Throughout his career, Masefield was a very active member of British letters. In 1923, he organized Oxford Recitations, an annual competition designed to encourage the recitation of poetry and verse. The event happened annually until 1929. Masefield was also a founding member of the Scottish Association for the Speaking of Verse -- it exists today as the Poetry Association of Scotland. 

Upon the death of Robert Bridges in 1930, Masefield was given the prestigious position of Poet Laureate, a role he would earnestly fulfill until his death; the only poet to hold the position for a longer period was Alfred, Lord Tennyson. Masefield’s first commission was to write a poem, which was then set to music by Sir Edward Elgar (at the time holding down the honorary position of Master of the King's Music) and performed at the unveiling of the Queen Alexandra Memorial by the King in June of 1932. Masefield’s contribution became the melancholy ode So Many True Princesses Who Have Gone. Assuming the Poet Laureate post opened the floodgates for Masefield to receive many honours – the Order of Merit, degrees from most of the British universities, the presidency of the British Society of Authors. 

In addition to poetry, drama and fiction, Masefield also wrote several prominent works for children, including the fantastic The Midnight Folk (1927) and its sequel The Box of Delights (1935). Much later in life, Masefield also published a great deal of autobiographical prose recalling his early days on the high seas. Works like The Conway: From Her Foundation to the Present Day (1933) and New Chum (1944) were not only well received at the time, they still evoke a long-gone much storied era in British maritime history. 

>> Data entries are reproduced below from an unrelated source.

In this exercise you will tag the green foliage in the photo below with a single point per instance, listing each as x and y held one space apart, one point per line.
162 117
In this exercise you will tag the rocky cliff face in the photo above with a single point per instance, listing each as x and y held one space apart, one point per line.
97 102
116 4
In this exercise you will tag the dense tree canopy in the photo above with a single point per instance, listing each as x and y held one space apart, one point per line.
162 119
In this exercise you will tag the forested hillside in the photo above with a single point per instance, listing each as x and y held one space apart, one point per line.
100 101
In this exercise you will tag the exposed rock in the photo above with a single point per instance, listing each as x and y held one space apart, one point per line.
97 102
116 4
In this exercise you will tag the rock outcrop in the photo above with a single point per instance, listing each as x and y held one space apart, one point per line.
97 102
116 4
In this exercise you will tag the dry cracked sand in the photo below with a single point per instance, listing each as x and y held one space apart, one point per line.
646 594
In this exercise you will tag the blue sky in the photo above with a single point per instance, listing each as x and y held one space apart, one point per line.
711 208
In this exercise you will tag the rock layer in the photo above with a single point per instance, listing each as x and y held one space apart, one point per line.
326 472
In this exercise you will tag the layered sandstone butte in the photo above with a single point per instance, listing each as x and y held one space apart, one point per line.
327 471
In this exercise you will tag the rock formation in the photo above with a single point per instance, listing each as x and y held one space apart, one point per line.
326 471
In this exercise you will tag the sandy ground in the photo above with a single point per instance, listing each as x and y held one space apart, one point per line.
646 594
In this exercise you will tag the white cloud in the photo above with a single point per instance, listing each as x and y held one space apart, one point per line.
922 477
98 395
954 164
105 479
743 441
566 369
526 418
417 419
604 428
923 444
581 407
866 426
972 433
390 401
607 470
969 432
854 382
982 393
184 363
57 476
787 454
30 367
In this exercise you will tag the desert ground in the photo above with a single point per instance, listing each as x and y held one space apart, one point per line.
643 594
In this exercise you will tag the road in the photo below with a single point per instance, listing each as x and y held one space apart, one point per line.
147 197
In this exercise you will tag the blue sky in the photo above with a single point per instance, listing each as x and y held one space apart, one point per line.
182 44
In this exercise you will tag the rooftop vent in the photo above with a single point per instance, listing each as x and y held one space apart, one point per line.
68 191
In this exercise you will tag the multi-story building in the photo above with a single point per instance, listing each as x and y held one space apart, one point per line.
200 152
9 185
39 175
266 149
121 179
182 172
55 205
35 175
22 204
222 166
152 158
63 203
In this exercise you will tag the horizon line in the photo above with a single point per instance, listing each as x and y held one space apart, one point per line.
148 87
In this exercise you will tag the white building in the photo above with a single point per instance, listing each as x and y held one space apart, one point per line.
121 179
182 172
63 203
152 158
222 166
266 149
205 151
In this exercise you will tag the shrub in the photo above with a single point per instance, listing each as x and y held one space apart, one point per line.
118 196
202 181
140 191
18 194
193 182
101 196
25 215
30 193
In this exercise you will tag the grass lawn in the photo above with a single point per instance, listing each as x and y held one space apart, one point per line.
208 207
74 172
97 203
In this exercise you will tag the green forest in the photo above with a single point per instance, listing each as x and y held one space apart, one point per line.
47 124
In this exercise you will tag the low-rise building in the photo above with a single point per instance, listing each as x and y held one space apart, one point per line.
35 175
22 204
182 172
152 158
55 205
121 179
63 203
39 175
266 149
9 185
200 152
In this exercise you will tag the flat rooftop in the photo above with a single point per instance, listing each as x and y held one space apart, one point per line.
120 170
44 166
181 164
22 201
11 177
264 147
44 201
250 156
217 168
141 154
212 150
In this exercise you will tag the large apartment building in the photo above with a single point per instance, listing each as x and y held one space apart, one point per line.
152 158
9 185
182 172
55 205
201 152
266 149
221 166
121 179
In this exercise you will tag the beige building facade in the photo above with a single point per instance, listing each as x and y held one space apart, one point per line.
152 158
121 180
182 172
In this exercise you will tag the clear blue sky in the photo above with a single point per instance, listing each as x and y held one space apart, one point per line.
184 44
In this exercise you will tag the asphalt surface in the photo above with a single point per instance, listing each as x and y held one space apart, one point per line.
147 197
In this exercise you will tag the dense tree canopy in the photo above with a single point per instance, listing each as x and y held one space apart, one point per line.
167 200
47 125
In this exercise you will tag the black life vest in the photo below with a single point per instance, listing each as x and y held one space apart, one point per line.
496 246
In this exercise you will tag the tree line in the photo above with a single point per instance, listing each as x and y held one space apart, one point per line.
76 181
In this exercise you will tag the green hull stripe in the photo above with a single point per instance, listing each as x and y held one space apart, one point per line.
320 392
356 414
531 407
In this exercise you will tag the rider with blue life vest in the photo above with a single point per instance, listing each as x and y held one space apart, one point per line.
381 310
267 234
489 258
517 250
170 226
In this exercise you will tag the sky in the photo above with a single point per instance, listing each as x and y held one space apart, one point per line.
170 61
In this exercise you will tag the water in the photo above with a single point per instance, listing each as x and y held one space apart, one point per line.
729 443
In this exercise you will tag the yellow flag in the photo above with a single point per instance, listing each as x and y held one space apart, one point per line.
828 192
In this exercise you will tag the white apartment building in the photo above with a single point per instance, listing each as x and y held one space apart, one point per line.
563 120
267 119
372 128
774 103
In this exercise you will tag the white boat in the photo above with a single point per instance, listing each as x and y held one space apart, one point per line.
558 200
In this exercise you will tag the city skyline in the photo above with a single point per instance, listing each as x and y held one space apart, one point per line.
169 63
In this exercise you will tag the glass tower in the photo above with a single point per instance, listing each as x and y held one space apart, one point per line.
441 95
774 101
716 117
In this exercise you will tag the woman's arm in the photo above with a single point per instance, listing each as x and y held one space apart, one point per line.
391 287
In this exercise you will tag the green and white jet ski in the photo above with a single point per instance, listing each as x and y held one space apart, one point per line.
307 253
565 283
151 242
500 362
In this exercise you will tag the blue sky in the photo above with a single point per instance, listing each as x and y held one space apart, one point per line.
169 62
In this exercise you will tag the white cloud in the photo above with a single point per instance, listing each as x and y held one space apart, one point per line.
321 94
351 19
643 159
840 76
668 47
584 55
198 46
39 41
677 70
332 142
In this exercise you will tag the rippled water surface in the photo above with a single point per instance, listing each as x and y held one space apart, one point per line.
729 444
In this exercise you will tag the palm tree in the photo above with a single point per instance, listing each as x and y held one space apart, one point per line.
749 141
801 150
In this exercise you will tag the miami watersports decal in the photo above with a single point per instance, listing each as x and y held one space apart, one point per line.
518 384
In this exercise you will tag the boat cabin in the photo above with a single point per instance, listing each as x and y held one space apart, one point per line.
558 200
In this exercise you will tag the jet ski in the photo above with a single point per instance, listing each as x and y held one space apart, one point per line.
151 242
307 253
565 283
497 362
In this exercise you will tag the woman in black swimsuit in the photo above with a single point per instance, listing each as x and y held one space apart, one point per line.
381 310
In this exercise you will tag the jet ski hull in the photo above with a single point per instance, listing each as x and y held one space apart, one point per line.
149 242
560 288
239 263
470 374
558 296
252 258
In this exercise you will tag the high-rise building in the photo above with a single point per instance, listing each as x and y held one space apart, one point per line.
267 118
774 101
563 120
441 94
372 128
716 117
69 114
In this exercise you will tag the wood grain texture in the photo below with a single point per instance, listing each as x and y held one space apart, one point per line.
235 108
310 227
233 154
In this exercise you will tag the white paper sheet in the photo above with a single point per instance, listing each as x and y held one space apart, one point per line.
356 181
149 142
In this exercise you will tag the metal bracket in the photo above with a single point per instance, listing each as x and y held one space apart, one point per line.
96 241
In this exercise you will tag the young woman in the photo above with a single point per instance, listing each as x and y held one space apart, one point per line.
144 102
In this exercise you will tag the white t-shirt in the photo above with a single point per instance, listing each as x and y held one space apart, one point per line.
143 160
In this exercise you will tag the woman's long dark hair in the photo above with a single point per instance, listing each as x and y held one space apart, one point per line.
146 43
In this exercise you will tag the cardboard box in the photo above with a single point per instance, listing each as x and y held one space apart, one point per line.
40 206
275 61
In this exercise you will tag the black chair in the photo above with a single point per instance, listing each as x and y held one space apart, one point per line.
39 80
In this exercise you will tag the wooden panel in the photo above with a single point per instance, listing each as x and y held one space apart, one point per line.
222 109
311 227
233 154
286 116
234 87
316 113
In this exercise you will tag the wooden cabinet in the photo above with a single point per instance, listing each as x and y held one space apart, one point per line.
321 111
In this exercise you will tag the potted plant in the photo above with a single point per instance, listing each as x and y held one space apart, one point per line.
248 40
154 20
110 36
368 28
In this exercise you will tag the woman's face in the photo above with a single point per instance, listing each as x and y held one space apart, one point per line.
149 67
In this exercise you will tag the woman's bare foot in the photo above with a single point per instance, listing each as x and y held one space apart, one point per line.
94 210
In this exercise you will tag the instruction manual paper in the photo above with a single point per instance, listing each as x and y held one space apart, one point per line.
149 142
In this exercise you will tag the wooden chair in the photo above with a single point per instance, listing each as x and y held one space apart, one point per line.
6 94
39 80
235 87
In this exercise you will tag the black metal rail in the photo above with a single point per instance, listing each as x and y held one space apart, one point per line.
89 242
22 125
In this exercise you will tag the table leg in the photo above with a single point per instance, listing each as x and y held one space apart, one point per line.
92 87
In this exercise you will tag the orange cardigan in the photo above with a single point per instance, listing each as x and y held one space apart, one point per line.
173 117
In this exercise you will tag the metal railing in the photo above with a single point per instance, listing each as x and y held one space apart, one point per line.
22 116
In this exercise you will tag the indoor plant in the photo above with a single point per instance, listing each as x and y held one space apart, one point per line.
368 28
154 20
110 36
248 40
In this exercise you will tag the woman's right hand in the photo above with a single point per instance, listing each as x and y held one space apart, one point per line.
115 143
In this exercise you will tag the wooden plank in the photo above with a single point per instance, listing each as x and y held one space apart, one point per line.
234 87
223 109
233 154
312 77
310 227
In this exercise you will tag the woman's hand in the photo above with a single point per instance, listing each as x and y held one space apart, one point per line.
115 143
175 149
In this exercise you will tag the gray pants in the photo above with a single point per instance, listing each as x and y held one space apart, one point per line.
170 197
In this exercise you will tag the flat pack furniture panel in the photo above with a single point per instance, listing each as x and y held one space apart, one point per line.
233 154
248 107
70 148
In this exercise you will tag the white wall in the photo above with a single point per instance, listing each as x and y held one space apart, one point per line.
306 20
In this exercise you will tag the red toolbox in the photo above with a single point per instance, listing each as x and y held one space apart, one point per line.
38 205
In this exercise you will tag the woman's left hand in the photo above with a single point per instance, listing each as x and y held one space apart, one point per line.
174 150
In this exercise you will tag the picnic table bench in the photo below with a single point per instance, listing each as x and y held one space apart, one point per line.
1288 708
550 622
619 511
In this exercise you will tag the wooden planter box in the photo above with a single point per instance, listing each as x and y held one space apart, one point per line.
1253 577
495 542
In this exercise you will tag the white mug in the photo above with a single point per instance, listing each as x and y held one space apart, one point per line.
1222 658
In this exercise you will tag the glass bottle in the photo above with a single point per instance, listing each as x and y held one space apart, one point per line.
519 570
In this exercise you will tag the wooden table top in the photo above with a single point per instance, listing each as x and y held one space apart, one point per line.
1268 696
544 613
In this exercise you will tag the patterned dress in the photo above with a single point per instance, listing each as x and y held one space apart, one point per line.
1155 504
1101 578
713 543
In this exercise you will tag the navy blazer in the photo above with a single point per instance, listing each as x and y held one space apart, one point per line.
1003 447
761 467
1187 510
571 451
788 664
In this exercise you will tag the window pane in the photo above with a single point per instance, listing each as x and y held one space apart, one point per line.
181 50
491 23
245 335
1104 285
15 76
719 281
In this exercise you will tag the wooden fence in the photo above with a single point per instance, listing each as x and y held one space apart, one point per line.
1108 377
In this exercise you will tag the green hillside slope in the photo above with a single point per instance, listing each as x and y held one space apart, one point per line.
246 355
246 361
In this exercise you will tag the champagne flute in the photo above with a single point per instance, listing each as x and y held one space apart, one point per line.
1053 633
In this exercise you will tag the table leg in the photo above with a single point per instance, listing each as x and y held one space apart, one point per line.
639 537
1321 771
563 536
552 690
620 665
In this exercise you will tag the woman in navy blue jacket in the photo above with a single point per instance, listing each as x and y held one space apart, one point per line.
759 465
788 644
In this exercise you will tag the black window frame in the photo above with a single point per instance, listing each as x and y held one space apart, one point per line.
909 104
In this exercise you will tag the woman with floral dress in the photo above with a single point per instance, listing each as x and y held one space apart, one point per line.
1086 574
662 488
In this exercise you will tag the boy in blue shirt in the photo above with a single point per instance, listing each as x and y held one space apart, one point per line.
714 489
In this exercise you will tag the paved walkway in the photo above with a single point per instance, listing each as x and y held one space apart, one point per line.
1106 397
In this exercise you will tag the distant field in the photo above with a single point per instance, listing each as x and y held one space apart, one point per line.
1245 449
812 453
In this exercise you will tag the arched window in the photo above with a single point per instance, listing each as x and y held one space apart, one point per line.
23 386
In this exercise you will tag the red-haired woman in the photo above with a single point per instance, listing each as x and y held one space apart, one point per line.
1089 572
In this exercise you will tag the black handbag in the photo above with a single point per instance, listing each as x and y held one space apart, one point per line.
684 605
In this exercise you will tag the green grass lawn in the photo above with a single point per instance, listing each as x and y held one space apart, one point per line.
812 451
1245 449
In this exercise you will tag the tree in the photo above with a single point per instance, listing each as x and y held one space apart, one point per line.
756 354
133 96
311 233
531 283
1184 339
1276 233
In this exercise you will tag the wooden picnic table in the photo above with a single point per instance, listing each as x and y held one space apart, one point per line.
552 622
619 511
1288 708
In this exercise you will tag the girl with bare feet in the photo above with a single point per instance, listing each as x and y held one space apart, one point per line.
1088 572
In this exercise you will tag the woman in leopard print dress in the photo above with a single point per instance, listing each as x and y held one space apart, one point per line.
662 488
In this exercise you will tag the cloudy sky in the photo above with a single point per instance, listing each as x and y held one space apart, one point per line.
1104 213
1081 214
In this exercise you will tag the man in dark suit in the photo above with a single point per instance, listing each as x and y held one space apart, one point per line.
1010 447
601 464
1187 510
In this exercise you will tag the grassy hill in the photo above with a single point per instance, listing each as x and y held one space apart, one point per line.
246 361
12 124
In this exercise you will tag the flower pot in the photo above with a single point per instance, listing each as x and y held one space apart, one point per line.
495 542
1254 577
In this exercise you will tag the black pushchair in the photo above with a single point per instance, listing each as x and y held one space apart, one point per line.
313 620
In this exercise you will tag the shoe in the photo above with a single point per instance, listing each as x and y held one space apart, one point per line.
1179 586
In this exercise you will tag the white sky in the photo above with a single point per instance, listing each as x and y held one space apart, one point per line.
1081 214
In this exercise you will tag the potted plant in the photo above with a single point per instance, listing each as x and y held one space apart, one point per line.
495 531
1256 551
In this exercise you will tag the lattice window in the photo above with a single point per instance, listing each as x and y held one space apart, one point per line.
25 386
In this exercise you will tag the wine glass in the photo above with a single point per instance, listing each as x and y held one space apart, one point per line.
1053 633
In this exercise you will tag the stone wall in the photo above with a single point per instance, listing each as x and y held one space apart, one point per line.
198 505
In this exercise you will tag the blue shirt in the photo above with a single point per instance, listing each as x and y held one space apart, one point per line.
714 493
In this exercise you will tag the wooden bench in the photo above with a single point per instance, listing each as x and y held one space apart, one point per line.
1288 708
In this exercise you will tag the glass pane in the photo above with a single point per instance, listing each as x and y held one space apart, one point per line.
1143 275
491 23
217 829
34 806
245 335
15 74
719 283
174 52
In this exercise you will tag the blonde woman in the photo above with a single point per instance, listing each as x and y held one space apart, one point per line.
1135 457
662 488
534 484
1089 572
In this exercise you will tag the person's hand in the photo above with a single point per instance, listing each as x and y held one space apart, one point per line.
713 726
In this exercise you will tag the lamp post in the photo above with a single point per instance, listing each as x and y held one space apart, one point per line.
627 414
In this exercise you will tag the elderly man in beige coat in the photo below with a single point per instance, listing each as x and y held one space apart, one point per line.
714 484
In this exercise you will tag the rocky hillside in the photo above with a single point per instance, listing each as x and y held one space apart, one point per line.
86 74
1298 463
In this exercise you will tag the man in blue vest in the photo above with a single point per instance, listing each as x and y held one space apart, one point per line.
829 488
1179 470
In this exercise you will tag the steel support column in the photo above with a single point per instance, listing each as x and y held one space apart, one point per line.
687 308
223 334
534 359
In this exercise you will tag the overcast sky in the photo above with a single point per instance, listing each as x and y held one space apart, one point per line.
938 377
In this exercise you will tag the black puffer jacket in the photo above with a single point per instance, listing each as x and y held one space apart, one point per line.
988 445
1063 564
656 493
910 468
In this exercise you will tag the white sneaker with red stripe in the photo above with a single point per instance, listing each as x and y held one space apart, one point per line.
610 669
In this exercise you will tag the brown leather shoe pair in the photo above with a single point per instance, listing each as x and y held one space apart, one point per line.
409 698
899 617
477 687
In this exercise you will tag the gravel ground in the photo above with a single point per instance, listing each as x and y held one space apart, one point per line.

Despite ill health and the death of his wife in 1960, Masefield continued to write. In 1966, he published his last book of poems, In Glad Thanksgiving, at the age of 88. 

In the latter part of 1966 gangrene was diagnosed in his ankle. This gradually spread through his leg and claimed his life. 

He died on May 12, 1967 and was cremated, his ashes placed in the Poet’s Corner of Westminster Abbey.